Recognizing Pneumonia in Real-World Chest X-rays with a Classifier Trained with Images Synthetically Generated by Nano Banana
Jiachuan Peng, Kyle Lam, Jianing Qiu
TL;DR
The paper investigates recognizing pneumonia in chest X-rays by training a classifier on synthetically generated CXRs produced by Nano Banana, testing its generalization on real-world datasets. A ResNet-50 model fine-tuned on cropped synthetic images achieves strong external validation metrics (AUROC up to 0.923 and 0.824; AUPR up to 0.913 and 0.900 on two datasets), demonstrating feasibility of synthetic data for medical AI development. The study highlights the importance of post-generation processing (cropping to remove watermarks) and shows that synthetic-data-trained models focus on clinically relevant lung regions, with additional analyses supporting discriminative feature learning. Nevertheless, limitations in prompt control, generalization to other domains, and regulatory/ethical considerations indicate that substantial validation and oversight are required before clinical deployment.
Abstract
We trained a classifier with synthetic chest X-ray (CXR) images generated by Nano Banana, the latest AI model for image generation and editing, released by Google.

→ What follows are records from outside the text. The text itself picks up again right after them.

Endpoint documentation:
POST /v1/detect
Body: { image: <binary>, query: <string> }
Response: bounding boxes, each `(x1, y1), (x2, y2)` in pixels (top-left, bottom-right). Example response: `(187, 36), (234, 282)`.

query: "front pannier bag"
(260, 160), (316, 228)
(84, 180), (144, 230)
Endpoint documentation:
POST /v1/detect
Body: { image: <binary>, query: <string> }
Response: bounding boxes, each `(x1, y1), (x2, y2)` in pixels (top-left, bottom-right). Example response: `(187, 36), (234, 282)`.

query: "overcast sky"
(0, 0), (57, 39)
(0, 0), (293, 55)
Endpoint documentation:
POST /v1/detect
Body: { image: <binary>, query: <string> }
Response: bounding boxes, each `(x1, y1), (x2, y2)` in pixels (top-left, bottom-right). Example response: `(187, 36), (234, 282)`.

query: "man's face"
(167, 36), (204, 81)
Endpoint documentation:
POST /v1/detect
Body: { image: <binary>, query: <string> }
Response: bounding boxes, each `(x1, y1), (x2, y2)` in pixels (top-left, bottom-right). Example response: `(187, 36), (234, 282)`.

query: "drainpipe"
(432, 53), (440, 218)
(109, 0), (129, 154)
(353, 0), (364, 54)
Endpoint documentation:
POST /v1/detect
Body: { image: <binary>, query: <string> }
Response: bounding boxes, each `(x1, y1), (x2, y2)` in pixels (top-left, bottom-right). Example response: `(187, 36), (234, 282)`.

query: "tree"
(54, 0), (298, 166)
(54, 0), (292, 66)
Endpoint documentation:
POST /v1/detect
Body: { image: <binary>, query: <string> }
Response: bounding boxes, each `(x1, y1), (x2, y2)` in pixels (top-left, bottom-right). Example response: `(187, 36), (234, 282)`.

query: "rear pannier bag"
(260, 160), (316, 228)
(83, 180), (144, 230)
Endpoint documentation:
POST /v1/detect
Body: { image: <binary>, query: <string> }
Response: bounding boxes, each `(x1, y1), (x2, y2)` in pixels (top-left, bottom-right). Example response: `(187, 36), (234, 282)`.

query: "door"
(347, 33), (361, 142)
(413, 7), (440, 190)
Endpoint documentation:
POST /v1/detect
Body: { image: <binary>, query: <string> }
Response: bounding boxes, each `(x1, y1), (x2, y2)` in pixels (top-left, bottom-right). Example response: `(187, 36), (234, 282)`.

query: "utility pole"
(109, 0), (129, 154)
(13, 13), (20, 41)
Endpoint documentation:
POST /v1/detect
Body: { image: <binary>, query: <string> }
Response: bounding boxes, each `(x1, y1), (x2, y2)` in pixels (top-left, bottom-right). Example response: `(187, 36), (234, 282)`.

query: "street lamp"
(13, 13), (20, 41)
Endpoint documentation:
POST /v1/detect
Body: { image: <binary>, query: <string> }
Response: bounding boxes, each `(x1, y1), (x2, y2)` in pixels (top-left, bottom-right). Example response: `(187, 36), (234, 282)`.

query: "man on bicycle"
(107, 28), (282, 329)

When directly applied to real-world CXRs having only been trained with synthetic data, the classifier achieved an AUROC of 0.923 (95% CI: 0.919 - 0.927), and an AUPR of 0.900 (95% CI: 0.894 - 0.907) in recognizing pneumonia in the 2018 RSNA Pneumonia Detection dataset (14,863 CXRs), and an AUROC of 0.824 (95% CI: 0.810 - 0.836), and an AUPR of 0.913 (95% CI: 0.904 - 0.922) in the Chest X-Ray dataset (5,856 CXRs). These external validation results on real-world data demonstrate the feasibility of this approach and suggest potential for synthetic data in medical AI development. Nonetheless, several limitations remain at present, including challenges in prompt design for controlling the diversity of synthetic CXR data and the requirement for post-processing to ensure alignment with real-world data. However, the growing sophistication and accessibility of medical intelligence will necessitate substantial validation, regulatory approval, and ethical oversight prior to clinical translation.